After this, I reshaped each image size to 48*48 pixels, created the labels for each characters, and split the images and labels to train images, train labels, test images, and test labels. Here’s my code:
之后,我将每个图像大小调整为48 * 48像素,为每个字符创建标签,并将图像和标签拆分为训练图像,训练标签,测试图像和测试标签。 这是我的代码:
import skimage.transform
import numpy as np
from sklearn.model_selection import train_test_split
kana = np.load("kana.npz")['arr_0'].reshape([-1, 63, 64]).astype(np.float32)
kana = kana/np.max(kana) # make the numbers range from 0 to 1
# 51 is the number of different katakana (3 are duplicates so in the end there are 48 classes), 1411 writers.
train_images = np.zeros([51 * 1411, 48, 48], dtype=np.float32)
for i in range(51 * 1411): # change the image size to 48*48
train_images[i] = skimage.transform.resize(kana[i], (48, 48))
arr = np.arange(51) # create labels
train_labels = np.repeat(arr, 1411)
# In the actual code, I combined the duplicate classes here and had 48 classes in the end
# split the images/labels to train and test
train_images, test_images, train_labels, test_labels = train_test_split(train_images, train_labels, test_size=0.2)
np.savez_compressed("katakana_train_images.npz", train_images)
np.savez_compressed("katakana_train_labels.npz", train_labels)
np.savez_compressed("katakana_test_images.npz", test_images)
np.savez_compressed("katakana_test_labels.npz", test_labels)
I did the same thing for Hiragana and Kanji with some minor changes (e.g. number of characters and writers, image sizes, the way the read the original file, the duplicate characters are slightly different), so I won’t go into detail here. Check out my github page to see the exact code!
我对平假名和汉字做了同样的事情,只是做了一些细微的更改(例如,字符和编写器的数量,图像大小,读取原始文件的方式,重复字符略有不同),因此在此不再赘述。 查看我的github页面以查看确切的代码!
KMNIST already provided each of training images, training labels, testing images, and testing labels, so no extra steps are necessary here.
KMNIST已经提供了训练图像,训练标签,测试图像和测试标签中的每一个,因此此处无需采取额外的步骤。
可视化 (Visualizing)
A very helpful tool to visualize your data is matplotlib.pyplot; this helps a lot with debugging, because you can see if all the data were extracted/formatted correctly. Here’s an example:
matplotlib.pyplot是一个非常有用的工具,它可以形象化地显示您的数据。 这对调试很有帮助,因为您可以查看是否所有数据都已正确提取/格式化。 这是一个例子:
import matplotlib.pyplot as plt
plt.figure(figsize=(6,6)).patch.set_facecolor('color_name')
for i in range(25):
plt.subplot(5,5,i+1)
plt.xticks([])
plt.yticks([])
plt.grid(False)
plt.imshow(train_images[i], cmap=plt.cm.binary)
plt.show()

机器学习-训练模型 (Machine Learning - Training the Model)
Finally, the fun part: training the model!
最后,有趣的部分:训练模型!
We will be using a Convolutional Neural Network (CNN). CNN consists of the process of convolution and pooling, and essentially keeps the important parts of an image so that the model can make a better prediction.
我们将使用卷积神经网络(CNN)。 CNN由卷积和合并过程组成,本质上保留了图像的重要部分,因此模型可以做出更好的预测。

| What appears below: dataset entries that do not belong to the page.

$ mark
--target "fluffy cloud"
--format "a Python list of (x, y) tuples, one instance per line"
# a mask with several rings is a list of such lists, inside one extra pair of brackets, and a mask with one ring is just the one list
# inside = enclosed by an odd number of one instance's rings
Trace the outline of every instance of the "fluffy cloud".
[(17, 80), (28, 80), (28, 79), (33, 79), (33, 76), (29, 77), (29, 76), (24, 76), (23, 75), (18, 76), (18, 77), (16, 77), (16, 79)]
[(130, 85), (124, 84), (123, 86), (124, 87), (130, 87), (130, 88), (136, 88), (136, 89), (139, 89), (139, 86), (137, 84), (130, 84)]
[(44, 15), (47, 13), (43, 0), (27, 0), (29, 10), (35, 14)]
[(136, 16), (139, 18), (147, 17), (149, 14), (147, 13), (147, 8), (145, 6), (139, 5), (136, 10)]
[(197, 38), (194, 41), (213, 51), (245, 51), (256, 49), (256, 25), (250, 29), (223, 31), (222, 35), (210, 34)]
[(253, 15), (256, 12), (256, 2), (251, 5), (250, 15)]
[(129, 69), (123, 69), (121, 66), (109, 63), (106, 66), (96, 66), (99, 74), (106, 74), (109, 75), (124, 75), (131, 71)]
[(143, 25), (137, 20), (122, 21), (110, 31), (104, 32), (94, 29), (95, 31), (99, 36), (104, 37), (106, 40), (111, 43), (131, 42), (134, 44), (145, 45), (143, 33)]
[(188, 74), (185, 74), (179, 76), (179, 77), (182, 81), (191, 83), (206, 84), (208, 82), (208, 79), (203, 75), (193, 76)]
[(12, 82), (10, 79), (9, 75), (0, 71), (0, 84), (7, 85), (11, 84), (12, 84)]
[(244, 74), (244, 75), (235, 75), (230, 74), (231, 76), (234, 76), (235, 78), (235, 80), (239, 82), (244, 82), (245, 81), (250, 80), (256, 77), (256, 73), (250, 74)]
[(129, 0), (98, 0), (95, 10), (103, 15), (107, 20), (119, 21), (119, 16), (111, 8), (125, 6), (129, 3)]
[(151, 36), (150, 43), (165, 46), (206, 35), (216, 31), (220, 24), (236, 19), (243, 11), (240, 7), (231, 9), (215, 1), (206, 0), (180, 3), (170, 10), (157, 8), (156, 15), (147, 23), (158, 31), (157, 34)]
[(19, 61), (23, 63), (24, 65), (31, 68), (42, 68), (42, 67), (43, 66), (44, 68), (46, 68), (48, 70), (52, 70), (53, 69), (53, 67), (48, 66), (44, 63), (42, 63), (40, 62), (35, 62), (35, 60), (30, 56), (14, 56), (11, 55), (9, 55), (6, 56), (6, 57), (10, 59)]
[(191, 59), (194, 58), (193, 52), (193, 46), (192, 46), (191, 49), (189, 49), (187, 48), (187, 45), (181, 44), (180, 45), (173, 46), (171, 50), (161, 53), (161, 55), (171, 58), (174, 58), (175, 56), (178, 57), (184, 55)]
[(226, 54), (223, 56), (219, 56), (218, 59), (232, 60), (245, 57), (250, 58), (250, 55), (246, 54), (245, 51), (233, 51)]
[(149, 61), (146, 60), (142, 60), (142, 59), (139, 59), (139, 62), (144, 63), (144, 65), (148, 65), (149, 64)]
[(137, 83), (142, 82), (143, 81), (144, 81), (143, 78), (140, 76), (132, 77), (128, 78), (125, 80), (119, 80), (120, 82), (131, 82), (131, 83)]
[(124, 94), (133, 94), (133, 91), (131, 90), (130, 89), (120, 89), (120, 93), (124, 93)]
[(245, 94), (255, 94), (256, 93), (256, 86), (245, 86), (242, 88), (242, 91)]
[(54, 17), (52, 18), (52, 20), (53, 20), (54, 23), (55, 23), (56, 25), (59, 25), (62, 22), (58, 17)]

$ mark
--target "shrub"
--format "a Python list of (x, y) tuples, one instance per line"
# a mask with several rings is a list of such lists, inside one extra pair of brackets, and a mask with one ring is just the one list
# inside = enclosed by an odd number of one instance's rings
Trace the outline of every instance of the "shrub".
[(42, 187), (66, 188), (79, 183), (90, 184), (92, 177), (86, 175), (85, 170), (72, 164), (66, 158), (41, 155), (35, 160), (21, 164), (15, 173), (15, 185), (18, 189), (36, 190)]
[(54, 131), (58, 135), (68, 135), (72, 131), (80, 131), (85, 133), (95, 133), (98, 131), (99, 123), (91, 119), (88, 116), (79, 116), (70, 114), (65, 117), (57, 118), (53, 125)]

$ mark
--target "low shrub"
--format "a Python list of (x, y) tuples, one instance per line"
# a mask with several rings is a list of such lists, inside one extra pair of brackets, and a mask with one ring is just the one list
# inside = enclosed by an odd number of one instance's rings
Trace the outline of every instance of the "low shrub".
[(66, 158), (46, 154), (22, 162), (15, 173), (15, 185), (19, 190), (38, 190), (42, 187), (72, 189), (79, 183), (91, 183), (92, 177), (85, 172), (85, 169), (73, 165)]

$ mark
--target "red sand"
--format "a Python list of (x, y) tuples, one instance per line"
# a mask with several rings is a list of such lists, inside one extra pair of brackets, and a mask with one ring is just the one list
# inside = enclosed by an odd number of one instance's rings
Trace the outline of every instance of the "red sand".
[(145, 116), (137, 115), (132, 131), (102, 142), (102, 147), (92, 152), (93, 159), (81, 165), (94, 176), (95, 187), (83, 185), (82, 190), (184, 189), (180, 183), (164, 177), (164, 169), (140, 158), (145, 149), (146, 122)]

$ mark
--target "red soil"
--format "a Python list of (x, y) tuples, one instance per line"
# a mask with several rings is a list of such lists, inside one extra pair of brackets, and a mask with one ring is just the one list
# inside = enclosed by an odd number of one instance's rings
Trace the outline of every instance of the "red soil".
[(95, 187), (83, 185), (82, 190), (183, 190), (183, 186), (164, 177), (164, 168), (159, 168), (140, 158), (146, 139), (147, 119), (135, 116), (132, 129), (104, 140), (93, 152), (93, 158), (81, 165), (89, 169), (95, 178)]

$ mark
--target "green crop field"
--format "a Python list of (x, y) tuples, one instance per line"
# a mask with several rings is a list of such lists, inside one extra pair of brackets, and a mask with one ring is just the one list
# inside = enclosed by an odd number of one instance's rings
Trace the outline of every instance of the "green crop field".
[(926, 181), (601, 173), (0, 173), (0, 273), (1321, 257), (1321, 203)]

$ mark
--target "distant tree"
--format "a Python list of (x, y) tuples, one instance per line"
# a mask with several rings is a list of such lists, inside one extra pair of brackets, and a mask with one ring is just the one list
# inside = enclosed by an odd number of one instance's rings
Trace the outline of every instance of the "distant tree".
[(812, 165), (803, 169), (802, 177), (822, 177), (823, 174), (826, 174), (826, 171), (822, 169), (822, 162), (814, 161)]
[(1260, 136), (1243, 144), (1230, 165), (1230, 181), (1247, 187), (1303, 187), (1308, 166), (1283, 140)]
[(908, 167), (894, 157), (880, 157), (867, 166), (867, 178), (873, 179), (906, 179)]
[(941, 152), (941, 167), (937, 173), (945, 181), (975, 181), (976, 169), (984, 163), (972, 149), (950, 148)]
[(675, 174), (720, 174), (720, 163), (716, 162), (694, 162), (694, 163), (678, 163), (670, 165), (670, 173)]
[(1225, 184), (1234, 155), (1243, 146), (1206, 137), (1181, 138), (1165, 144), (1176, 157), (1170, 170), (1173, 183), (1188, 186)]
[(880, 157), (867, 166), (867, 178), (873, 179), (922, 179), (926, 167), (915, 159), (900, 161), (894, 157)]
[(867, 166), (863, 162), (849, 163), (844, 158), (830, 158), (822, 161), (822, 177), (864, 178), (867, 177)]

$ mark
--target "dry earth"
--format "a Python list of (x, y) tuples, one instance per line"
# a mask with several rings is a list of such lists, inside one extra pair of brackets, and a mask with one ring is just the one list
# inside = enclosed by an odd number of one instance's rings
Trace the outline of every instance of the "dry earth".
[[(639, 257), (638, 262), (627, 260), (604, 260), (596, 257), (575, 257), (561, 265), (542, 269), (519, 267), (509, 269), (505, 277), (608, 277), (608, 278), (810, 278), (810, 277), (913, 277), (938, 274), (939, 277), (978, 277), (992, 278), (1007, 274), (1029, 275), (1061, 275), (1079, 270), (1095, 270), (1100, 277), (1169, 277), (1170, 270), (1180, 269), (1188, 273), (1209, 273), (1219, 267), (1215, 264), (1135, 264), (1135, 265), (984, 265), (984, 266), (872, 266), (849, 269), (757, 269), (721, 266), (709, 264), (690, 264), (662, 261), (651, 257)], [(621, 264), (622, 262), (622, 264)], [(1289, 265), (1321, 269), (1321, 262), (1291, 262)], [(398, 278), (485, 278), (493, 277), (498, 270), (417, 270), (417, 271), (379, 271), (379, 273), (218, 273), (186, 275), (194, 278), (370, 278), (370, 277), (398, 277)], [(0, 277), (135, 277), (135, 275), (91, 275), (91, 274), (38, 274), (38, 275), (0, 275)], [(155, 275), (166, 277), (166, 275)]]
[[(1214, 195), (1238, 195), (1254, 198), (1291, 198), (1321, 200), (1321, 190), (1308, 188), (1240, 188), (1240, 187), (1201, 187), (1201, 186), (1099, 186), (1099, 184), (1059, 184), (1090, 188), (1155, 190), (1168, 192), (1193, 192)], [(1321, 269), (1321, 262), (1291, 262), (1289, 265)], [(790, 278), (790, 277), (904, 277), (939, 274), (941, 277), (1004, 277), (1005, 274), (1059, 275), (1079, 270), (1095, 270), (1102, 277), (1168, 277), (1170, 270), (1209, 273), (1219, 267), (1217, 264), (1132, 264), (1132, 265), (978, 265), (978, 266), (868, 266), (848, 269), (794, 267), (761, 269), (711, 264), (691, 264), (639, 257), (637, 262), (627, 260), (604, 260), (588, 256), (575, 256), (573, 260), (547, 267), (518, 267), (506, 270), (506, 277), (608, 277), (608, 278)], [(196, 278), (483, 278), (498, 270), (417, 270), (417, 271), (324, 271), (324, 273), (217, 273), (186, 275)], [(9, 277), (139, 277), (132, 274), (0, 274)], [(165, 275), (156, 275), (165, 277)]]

We will also be using ImageDataGenerator in tensorflow.keras, which is a technique of image data augmentation that creates modified versions of images, such as rotated, zoomed, and flipped versions, to train so that the model doesn’t overfit (recognizes training examples well but doesn’t understand different kind of outside data).
我们还将在tensorflow.keras中使用ImageDataGenerator,这是一种图像数据增强技术,可创建图像的修改版本(例如旋转,缩放和翻转版本)进行训练,以使模型不会过拟合(识别训练示例)很好,但不了解其他类型的外部数据)。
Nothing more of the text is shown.